The law reads, “Solar energy facilities must avoid clearing extensive areas of forest, and practicable efforts must be made to minimize visual impacts by preserving natural vegetation and providing dense evergreen landscape screening to abutting residential properties and roads, yet screening should minimize the shading of solar collectors.”
Randall says a map showing active farmland with prime soils makes it clear where the best parcels for solar and wind are located. One quick look and it is obvious to developers which farmers they should approach to lease or buy land from.
“The idea is to give people a sense of where ‘suitable’ parcels are,” she says. “They’re looking for property that’s about a half mile from the transmission line. The reason for that is, of course, there is a lot of infrastructure investment to be made to connect to the grid, so you don’t want to be doing it from far out.”
That was the exact issue that companies faced when they tried to convince the Lansing school district to buy into solar. A number of sites were suggested, but many were just too far from where they could hook up to the grid, making the project too expensive. Ultimately the school board nixed the idea because it didn’t want to commit future school boards for so many years in the future, especially for a developing technology.
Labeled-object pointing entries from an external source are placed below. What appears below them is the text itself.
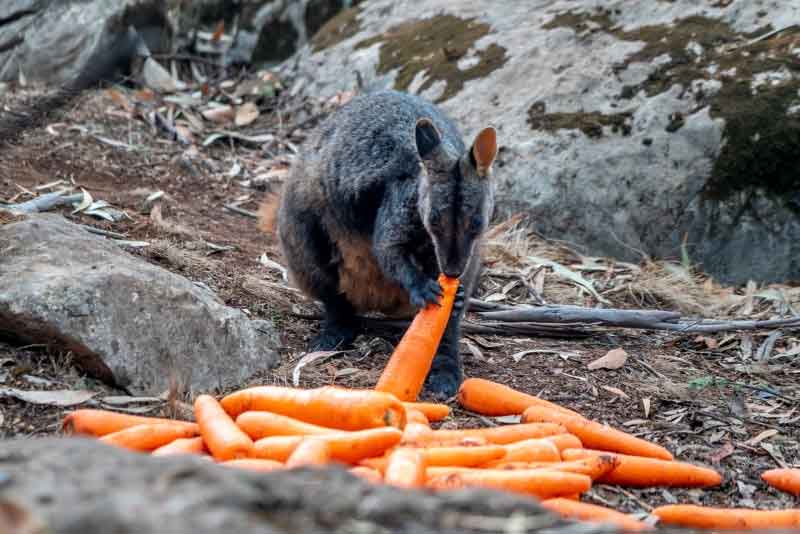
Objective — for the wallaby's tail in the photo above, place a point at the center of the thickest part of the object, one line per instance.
(268, 214)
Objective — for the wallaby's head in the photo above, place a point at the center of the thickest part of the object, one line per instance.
(455, 193)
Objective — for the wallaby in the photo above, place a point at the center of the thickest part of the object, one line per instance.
(383, 197)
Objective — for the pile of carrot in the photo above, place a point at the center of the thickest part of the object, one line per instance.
(385, 436)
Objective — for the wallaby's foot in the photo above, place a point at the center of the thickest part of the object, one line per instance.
(424, 292)
(445, 377)
(333, 337)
Randall says the draft will bring the proposed law into the land use ordinance to clarify the uses and make it part of zoning. The more specific the law is, the better guide it is for the planning board when they conduct site plan reviews on solar or wind projects. It establishes conditions for site plan approval, but also gives the Planning Board some discretion. For instance the draft law allows the Planning Board to specify the type of racking system that supports solar panels based on their analysis of what is best for the particular parcel of land.
“Topsoil will not be removed from properties when they do any trenching,” she says. “There will be a plan for soil restoration as part of the decommissioning plan. Topsoil would be put in designated areas on the site plan, because what we don’t want is people coming in and doing cut and scrape of the landscape.”
Randall says that eventually it is conceivable that Lansing could have enough solar electricity generation to make up for the approximately 300 megawatts the Cayuga Power Plant could produce.
“There are 1,500 to 2,000 acres in the Town that would be covered by solar,” she says. “We have 3.2 million acres in the Town of Lansing over 73 square miles. So that’s a fairly modest impact impact overall on the landscape, for the bang for the buck.”
Randall says the last issue the Town Board has to resolve is how many contiguous acres of prime farm land can be covered by solar panels.
“They say that for a competitive 80 to 100 megawatt solar array you’re looking at around 500 acres,” she calculates. “It’s a huge swath of land. That’s where we’re trying to come to a number. Ten contiguous acres of actively farmed prime soils is probably not doable. It’s going to make projects infeasible. So what is that number? Is it 500? Is it 1000? I can’t answer that question. That’s really a policy question.”
The Town has declared itself the lead agency, and has sent letters to New York State Department of Agriculture & Markets, New York State Electric & Gas (NYSEG), and New York State Energy Research and Development Authority (NSYSERDA) to notify them of the Town’s intention to move forward with the law. Another informational meeting is scheduled for next Wednesday at 5pm at the Town Hall, and then a public hearing will be scheduled, most likely for the September 18th Town Board meeting. Unless comments at the public hearing would prompt significant changes, it is likely the Town Board will adopt the law at that meeting.
“We’ve put a lot of thought into this,” Randall says. “We’ve talked to a lot of different people, garnered a lot of opinions. The job of planning is to balance the public interest with private property rights. So we’re always walking the knife’s edge of what is too much regulation versus not enough. In this instance we relied heavily on the Planning Board and Town Board for feedback, but also listening to solar developers and landowners. And using as many resources as we can.”